Some Local Government Issues to Watch as the White House Changes Hands

As the dust settles from an historic 2016 election, my mind turns to how the shift in control of the White House may impact some critical fiscal and policy issues facing our largest local governments. While it's obviously far too early to tell, here are a few issues that bear careful watching:

  • Milwaukee Streetcar. The City of Milwaukee is counting on federal grants to help finance extensions beyond the initial 2.2-mile route, which may be critical to the streetcar's long-term viability. The anticipated source of funding is the Transportation Investment Generating Economic Recovery (TIGER) program, which was initiated by President Obama in 2009. The program's future may now be in question given traditional Republican opposition to fixed rail transit, though President-elect Trump hails from a city that is reliant on mass transit and he indicated support for infrastructure investment in his election night acceptance speech.
  • City of Milwaukee and Milwaukee County Roads and Bridges. As we pointed out in A Fork in the Road?, our September report on local road and bridge needs, both the City and County will be highly dependent on federal funds to address a growing list of major street, trunk highway, and bridge reconstruction projects. Again, it is difficult to prognosticate how this situation will be impacted by a Trump presidency. On the one hand, as noted above, the President-elect is touting the need "to rebuild our highways (and) bridges;" on the other, he has voiced opposition to new transportation taxes and tolls, calling into question how these investments would be paid for and whether any presidential infrastructure initiative would trickle down to the local level.
  • Milwaukee Police Department (MPD). As the Forum has discussed at length in Making Ends Meet, our assessment of the City of Milwaukee's fiscal condition, as well as our recent 2017 City of Milwaukee budget brief, one of the fundamental financial challenges facing City leaders is the need to accommodate growth in MPD's fixed costs within the City's highly constrained revenue streams. President-elect Trump emphasized "law and order" during his campaign – might that translate into new or enhanced sources of grant funding for large urban police departments?
  • Milwaukee County Behavioral Health Division (BHD). As the Forum explained in our March 2015 fiscal analysis of mental health redesign in Milwaukee County, BHD's Mental Health Complex is highly dependent on federal Medicaid funds and has benefited from a reduction in uninsured patients as a result of the Affordable Care Act (ACA).
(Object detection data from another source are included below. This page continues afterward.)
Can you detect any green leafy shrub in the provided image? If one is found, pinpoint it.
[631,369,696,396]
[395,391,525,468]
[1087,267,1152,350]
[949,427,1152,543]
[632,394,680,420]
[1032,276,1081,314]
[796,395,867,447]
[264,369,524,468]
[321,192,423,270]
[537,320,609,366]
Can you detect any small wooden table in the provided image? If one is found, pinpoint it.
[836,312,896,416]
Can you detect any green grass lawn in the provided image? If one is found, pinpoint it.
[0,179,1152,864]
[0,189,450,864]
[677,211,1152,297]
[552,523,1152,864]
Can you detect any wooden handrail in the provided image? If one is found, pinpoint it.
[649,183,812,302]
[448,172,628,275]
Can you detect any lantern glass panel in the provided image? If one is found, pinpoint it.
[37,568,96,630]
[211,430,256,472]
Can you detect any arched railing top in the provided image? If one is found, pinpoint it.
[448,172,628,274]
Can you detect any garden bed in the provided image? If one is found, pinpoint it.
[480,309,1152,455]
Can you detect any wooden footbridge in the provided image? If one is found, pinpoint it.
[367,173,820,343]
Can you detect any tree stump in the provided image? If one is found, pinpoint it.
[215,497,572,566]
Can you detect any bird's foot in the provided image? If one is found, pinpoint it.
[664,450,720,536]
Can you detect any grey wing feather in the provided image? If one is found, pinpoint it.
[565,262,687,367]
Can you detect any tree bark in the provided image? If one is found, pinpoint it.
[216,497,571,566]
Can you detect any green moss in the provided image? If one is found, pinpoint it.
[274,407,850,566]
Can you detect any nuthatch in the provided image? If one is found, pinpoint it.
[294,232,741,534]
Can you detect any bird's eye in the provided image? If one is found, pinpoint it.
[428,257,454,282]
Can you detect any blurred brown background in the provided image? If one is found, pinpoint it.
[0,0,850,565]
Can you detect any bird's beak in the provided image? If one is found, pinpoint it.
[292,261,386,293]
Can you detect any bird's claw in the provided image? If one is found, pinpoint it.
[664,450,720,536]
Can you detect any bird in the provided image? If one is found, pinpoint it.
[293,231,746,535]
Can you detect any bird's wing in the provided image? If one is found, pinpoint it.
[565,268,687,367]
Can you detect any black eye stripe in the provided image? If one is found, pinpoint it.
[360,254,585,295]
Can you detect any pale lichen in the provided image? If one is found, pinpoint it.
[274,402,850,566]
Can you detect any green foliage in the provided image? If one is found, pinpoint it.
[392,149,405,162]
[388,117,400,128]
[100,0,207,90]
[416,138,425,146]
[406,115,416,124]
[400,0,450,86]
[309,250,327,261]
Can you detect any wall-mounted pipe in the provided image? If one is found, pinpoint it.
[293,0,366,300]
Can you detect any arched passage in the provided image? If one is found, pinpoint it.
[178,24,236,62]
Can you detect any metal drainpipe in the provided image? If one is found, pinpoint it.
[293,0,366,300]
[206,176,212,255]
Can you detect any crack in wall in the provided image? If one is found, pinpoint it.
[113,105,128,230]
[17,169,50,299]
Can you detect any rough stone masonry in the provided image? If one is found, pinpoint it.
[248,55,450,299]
President-elect Trump's vow to "repeal and replace" the ACA could have significant impacts on BHD's finances, though it obviously cannot be determined at this time what the eventual impacts will be.
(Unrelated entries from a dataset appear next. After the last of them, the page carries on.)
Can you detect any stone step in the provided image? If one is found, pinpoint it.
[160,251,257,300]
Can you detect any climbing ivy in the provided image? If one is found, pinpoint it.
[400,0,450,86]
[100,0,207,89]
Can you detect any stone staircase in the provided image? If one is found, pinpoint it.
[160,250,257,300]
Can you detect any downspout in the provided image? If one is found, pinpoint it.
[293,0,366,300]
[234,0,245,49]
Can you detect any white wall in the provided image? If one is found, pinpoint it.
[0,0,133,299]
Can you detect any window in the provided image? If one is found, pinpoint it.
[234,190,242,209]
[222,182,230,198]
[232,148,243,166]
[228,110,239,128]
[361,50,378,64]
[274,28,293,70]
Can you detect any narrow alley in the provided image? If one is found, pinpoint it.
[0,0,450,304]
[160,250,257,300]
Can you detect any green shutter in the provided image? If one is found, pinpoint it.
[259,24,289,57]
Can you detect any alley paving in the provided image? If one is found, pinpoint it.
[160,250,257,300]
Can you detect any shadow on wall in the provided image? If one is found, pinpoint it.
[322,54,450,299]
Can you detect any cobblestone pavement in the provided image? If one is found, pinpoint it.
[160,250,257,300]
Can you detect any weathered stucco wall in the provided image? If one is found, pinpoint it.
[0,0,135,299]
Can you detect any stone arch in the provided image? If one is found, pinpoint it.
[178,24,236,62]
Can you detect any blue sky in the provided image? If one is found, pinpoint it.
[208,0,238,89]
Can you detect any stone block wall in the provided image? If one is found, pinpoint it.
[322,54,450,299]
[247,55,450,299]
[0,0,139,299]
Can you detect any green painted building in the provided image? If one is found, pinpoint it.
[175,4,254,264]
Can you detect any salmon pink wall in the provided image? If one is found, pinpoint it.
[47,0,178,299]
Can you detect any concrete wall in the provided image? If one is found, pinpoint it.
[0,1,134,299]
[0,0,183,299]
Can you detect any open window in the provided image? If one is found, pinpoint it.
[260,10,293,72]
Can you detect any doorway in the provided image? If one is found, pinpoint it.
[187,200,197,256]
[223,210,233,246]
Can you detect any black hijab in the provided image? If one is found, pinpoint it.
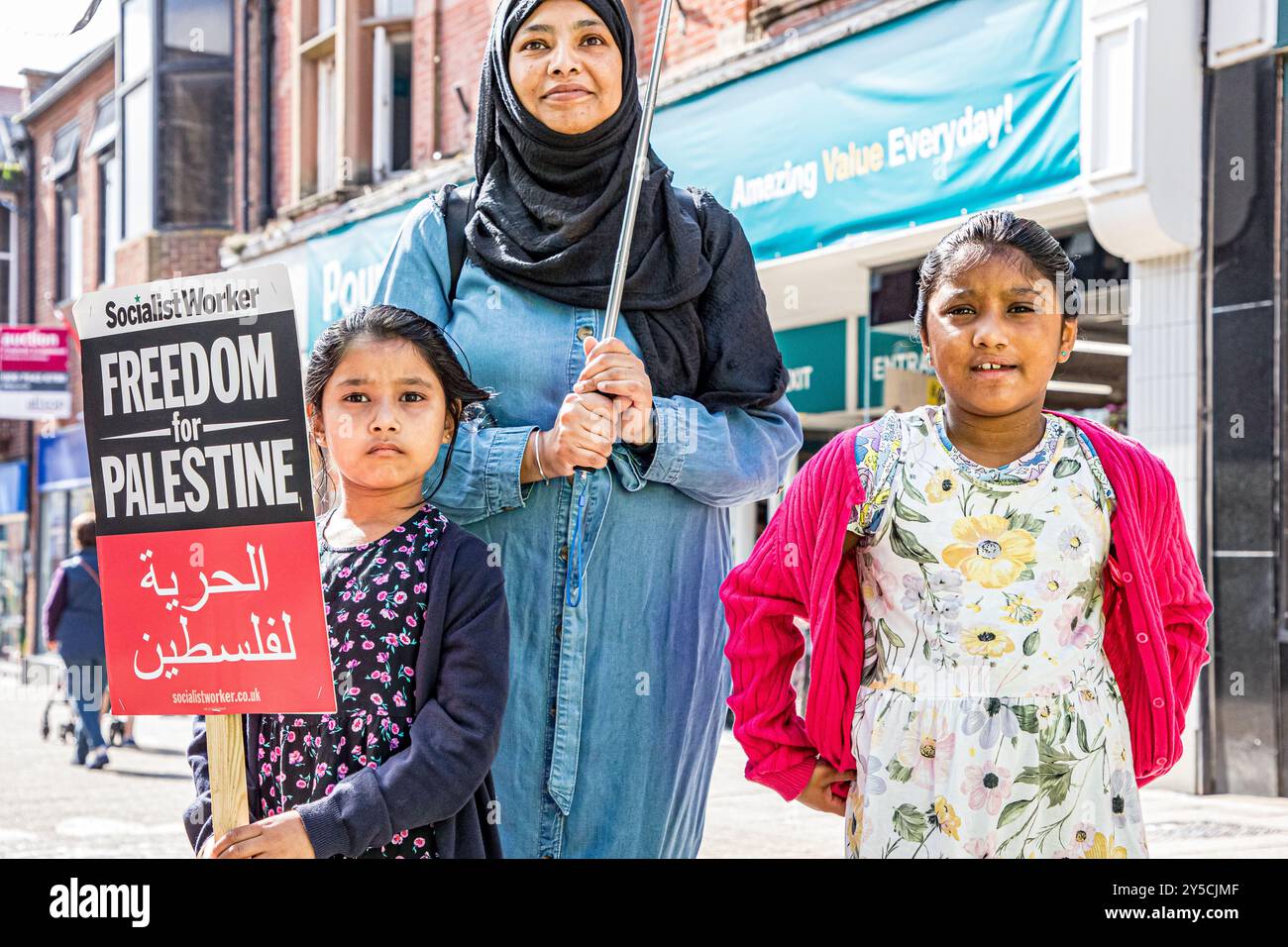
[465,0,787,411]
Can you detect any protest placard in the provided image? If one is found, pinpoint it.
[74,265,335,714]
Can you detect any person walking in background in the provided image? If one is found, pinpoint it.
[44,513,107,770]
[722,211,1212,858]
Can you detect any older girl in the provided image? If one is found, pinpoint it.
[722,211,1212,858]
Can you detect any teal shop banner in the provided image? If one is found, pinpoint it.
[652,0,1082,259]
[304,201,416,351]
[774,320,846,412]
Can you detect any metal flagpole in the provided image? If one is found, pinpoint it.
[564,0,675,608]
[600,0,673,342]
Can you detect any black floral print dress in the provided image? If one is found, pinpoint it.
[255,504,447,858]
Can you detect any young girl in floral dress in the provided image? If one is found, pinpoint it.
[722,211,1211,858]
[187,305,510,858]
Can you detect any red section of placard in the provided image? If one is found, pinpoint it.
[98,520,335,714]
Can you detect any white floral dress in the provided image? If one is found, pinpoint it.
[845,404,1149,858]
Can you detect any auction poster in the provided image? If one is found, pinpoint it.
[0,326,72,421]
[74,264,335,714]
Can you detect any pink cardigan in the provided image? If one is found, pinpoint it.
[720,411,1212,800]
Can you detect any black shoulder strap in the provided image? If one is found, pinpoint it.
[443,184,474,300]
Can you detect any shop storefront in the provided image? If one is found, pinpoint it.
[0,460,27,655]
[227,176,460,356]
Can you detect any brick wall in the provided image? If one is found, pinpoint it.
[236,0,871,231]
[21,59,115,323]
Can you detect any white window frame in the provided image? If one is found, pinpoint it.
[316,56,339,194]
[54,177,85,303]
[371,26,412,180]
[98,149,121,286]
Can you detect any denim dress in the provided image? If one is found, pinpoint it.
[373,186,802,858]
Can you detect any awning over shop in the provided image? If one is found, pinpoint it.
[652,0,1082,261]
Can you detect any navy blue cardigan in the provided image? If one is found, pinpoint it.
[184,523,510,858]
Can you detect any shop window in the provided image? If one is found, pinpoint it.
[158,69,233,227]
[117,0,233,237]
[161,0,234,61]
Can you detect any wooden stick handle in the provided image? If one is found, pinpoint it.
[206,714,250,839]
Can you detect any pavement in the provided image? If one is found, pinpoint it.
[0,665,1288,858]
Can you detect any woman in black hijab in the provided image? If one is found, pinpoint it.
[375,0,802,857]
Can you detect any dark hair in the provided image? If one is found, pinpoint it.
[912,210,1082,336]
[72,510,94,549]
[304,305,492,496]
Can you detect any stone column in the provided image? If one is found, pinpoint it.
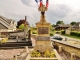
[70,53,75,60]
[59,46,62,52]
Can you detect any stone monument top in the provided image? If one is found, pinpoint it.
[36,4,49,24]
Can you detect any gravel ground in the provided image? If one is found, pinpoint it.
[0,49,23,60]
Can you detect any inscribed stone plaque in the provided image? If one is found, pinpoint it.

Obviously, there are several other local policy and funding issues that could be affected (positively or negatively) by last night's elections, and it will take some time for all of this to play out. In addition, the President will need to work with Congress on all of these matters, and the results of those deliberations are similarly unpredictable. We'll use this space in the weeks and months ahead to stay on top of the issues raised above and other Washington-related policy impacts that emerge.